While wages and employment statistics have remained up, companies are struggling with working capital and investments have slowed down.
These developments will likely see further withdrawal of funds from emerging economies, including the Sub-Saharan Africa (SSA). Drier capital markets and reduced FDI flows have an impact on forex availability and general currency stability, all else being stable.
Outside of Chinese money flocking into mining ventures in Zimbabwe, capital flows remain suppressed particularly from the West and multilateral lenders. On the stock market, inflows have remained depressed and currently foreign flow make up only 5% of turnover. Zimbabwe is presently leveraging on firm global commodity prices to shore up its forex inflows.

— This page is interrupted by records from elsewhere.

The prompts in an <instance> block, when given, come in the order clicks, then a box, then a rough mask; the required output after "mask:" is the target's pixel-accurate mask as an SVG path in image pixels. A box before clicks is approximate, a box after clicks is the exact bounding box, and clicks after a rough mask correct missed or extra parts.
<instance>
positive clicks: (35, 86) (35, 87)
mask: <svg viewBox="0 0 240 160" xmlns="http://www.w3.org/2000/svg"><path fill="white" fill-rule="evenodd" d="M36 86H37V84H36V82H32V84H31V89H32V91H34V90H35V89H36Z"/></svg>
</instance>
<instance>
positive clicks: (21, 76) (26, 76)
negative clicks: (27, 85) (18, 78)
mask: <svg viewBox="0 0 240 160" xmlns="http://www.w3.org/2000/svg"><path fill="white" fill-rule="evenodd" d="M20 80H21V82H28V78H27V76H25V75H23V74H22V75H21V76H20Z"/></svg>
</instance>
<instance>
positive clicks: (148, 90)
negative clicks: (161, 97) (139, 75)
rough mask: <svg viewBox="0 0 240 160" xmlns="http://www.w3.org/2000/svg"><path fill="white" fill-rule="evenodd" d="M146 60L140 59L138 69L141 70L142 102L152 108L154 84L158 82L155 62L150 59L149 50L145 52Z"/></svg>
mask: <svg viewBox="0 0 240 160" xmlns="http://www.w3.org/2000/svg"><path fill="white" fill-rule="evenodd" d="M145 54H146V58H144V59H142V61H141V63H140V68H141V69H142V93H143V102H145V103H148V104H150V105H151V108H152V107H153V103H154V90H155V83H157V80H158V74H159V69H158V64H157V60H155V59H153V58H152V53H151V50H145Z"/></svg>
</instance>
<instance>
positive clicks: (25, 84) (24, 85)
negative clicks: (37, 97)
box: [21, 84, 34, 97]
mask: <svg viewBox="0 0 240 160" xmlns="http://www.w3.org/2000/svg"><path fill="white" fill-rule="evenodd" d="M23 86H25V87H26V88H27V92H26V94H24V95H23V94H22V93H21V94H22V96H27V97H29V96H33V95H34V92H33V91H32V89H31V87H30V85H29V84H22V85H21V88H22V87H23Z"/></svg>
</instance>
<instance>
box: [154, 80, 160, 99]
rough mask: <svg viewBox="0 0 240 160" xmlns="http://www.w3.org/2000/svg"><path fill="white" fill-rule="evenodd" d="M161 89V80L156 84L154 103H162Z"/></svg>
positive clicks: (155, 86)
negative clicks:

On a more sustainable basis, capital investments will be required on both existing mines and new ones to maintain or grow forex inflows.
In anticipation of a global recession, local authorities will have to assume a tighter monetary policy stance. This is a tall order in an election year but it is possible especially if a long-term view is taken. Companies will have to be more cautious especially on liquidity management.
The clearest reading from the data at hand is that, although forex inflows are increasing (exports), outflows are also increasing such that the payoff are negative.
A negative trade balance is still the order of the day over the last 20 years and the positive BOP (minimum) has done little to cushion foreign settlements.
While foreign receipts have generally risen, the pace of new money injection into the financial system has remained high and disproportionate to the growth in foreign receipts.
In our view, the instability prevailing in the currency market is purely a monetary phenomenon driven by money injection by the authorities.
The extend of currency depreciation will have been worse if authorities had not engaged in mop-up exercises mainly through gold coins.
The exercise has mopped up liquidity to the tune of ZW$20 billion (US$1:ZW$912,58 at this week’s auction rate). This effectively reduced base money by about 20%, given a year end 2022 outturn of ZW$100 billion. We are therefore of the view that the Zimdollar will remain weak into the foreseeable future.